Yes I meant binary substitutes not Guix itself.

> 
>> Later on we will expand the selection to include Tor Browser once you
>> package it - if that pans out that would be a massive achievement. The
> 
> FYI:
> The torbrowser I am packaging initially is a 1:1 copy of what 
> torbrowser
> team is keeping in the git repository. Nix for example decided to
> just patchelf the binary releases of torbrowser (the tar files found on
> dist.torproject.org), this is not acceptable for the work for Guix.
> So I'm trying my way with building from git tags. If there are other
> people interested and willing to help (once I have something to debug),
> I will share recipes / git repositories to work on it.

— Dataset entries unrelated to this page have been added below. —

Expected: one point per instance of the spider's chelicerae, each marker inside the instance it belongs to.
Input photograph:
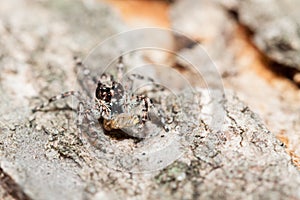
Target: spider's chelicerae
(113, 103)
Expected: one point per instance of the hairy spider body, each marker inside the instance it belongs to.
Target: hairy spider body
(113, 104)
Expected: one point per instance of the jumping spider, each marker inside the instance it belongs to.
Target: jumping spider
(112, 105)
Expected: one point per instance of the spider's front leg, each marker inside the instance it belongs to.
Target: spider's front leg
(56, 98)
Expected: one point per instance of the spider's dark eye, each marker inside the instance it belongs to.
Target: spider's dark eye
(118, 90)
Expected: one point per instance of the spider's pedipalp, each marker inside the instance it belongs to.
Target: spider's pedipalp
(56, 98)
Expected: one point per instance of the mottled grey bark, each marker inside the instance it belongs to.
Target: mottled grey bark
(43, 157)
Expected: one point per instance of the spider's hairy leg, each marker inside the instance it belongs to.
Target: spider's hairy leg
(86, 123)
(56, 98)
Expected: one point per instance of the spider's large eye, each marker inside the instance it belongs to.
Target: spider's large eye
(118, 90)
(103, 92)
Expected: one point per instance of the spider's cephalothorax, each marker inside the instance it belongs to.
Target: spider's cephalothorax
(112, 104)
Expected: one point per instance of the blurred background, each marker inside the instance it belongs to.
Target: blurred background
(254, 44)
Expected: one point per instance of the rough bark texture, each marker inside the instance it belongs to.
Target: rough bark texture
(43, 157)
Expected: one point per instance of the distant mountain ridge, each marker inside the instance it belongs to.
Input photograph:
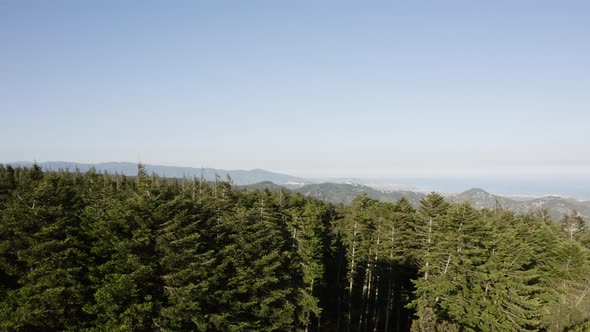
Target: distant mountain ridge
(556, 206)
(338, 193)
(239, 177)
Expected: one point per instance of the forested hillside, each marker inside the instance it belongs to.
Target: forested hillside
(100, 252)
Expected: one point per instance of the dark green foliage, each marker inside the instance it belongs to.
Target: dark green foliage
(95, 252)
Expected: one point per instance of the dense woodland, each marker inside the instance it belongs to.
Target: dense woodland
(99, 252)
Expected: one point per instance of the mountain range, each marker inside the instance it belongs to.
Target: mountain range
(338, 193)
(238, 177)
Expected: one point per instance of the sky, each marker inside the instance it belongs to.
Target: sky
(488, 89)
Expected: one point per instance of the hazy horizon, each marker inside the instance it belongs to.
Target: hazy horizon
(462, 89)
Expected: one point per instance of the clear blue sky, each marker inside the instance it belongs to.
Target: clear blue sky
(311, 88)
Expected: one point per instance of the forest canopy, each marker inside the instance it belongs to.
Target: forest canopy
(105, 252)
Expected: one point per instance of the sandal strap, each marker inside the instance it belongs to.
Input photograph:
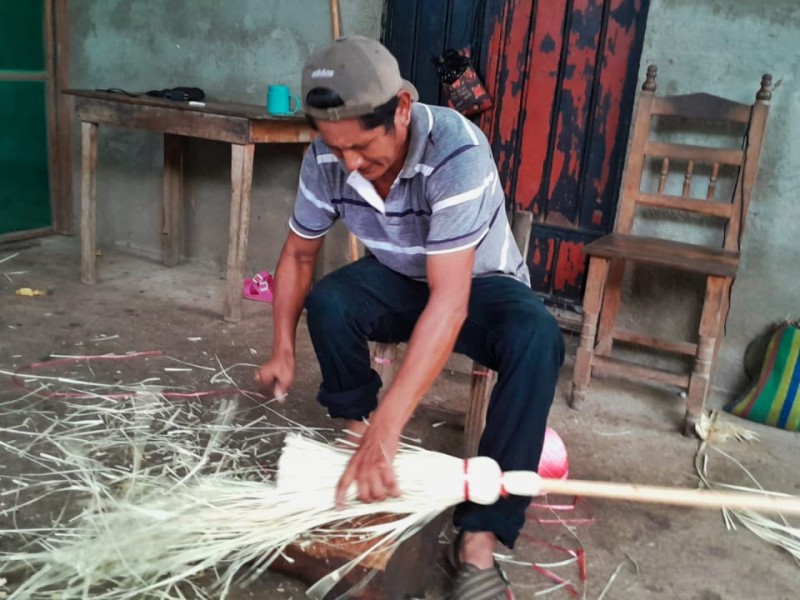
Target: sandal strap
(472, 583)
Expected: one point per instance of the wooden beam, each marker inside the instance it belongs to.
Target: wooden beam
(63, 215)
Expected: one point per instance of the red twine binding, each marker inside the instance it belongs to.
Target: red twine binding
(466, 480)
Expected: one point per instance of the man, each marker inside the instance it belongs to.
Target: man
(418, 186)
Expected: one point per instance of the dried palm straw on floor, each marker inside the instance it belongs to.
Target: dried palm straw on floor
(192, 498)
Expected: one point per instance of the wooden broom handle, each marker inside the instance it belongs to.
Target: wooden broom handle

I think this work is so important that it deserves bringing it to the 
notice of the Tor devs on their mailing list. They will probably help 
out because it is something they have been wanting to do and are 
interested in:

https://lists.torproject.org/cgi-bin/mailman/listinfo/tor-dev/

> Furthermore the final package version for Guix will include fixes which
> might be needed, similar to what icecat does to firefox esr, to include
> it in Guix. This is of course no 1:1 torbrowser then anymore and must
> not be described as such. It'll be interesting to see if at all it
> differs in fingerprinting from torbrowser.

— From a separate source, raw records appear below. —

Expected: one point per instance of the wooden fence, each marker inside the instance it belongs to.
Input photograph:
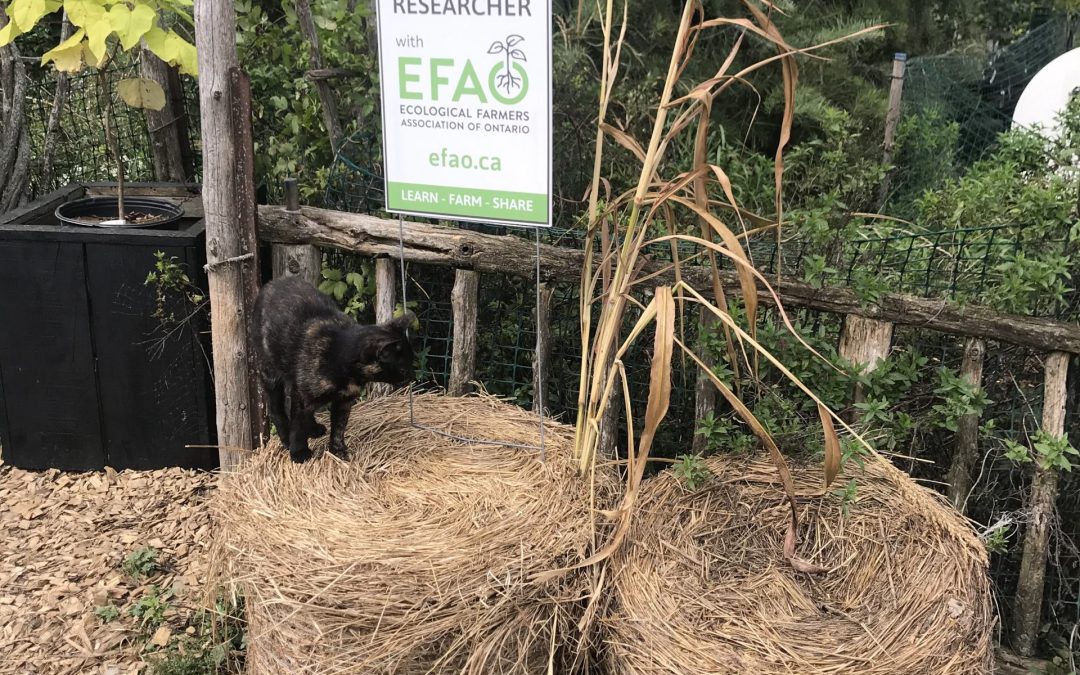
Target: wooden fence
(297, 233)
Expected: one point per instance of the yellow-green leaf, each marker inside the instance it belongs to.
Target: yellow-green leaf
(91, 59)
(173, 50)
(142, 93)
(143, 17)
(9, 32)
(97, 32)
(83, 12)
(131, 25)
(27, 13)
(67, 55)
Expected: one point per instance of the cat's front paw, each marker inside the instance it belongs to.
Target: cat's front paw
(300, 455)
(339, 449)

To check the fingerprint of your versions you can use this site: 
https://fpcentral.irisa.fr/

It was a product of a GSoC project to exclusively measure Tor Borwser 
fingerprints between versions to help TBB devs and users make sure they 
are safe.

> If for any reason you need the full 1:1 copy we can talk about this 
> once I/we
> are getting there, offlist or at least not on guix-devel at gnu.org.
> 

No particular reason for 1:1 as long as the Guix package is fully 
reproducible and closely tracks upstream security updates its ok with 
us.

>> Torproject have discussed packaging it for years but they couldn't 
>> work it
>> out because of the breakneck speed of development and the cumbersome 
>> process
>> of creating Debian packages. Meanwhile anonymity distros were forced 
>> to come
>> up with a workaround safe downloader mechanism in absence of a package
>> fecthable from a package manager. Its been a high maintenance effort 
>> over
>> the years and a Guix package would finally solve this.
>> 
>> Another "wishlist" package would be GNU-libre kernel that includes the
>> Grsecurity patchset so we can include that out of the box instead of
>> requiring users to manually patch and tweak settings with every 
>> (weekly) new
>> upstream release.
> 
> I think HEADS (the linux-libre grsec devuan based blend) did this, or 
> they
> are working on it. I know for Guix, someone is working on SELinux. I
> think if you are looking into getting a GRSec enabled kernel with
> according policies, this must be answered by someone who knows more
> about the core of Guix.
> It might also be the case that I don't fully understand your plan. What
> I read sounds like you are either mixing up Guix and GuixSD or as if
> the differences between both need to be explained. It would be easier 
> to
> know the current state of the system, and where you want to go with 
> this.
> 

I understand the difference between Guix and GuixSD - the latter is a 
full distribution based around the former. Since we are Debian based I 
was looking into cherry-picking packages from Guix binary repos because 
the way it works is ideal instead of the bureaucracy of Debian packaging 
policies which makes packaging impossible in some cases.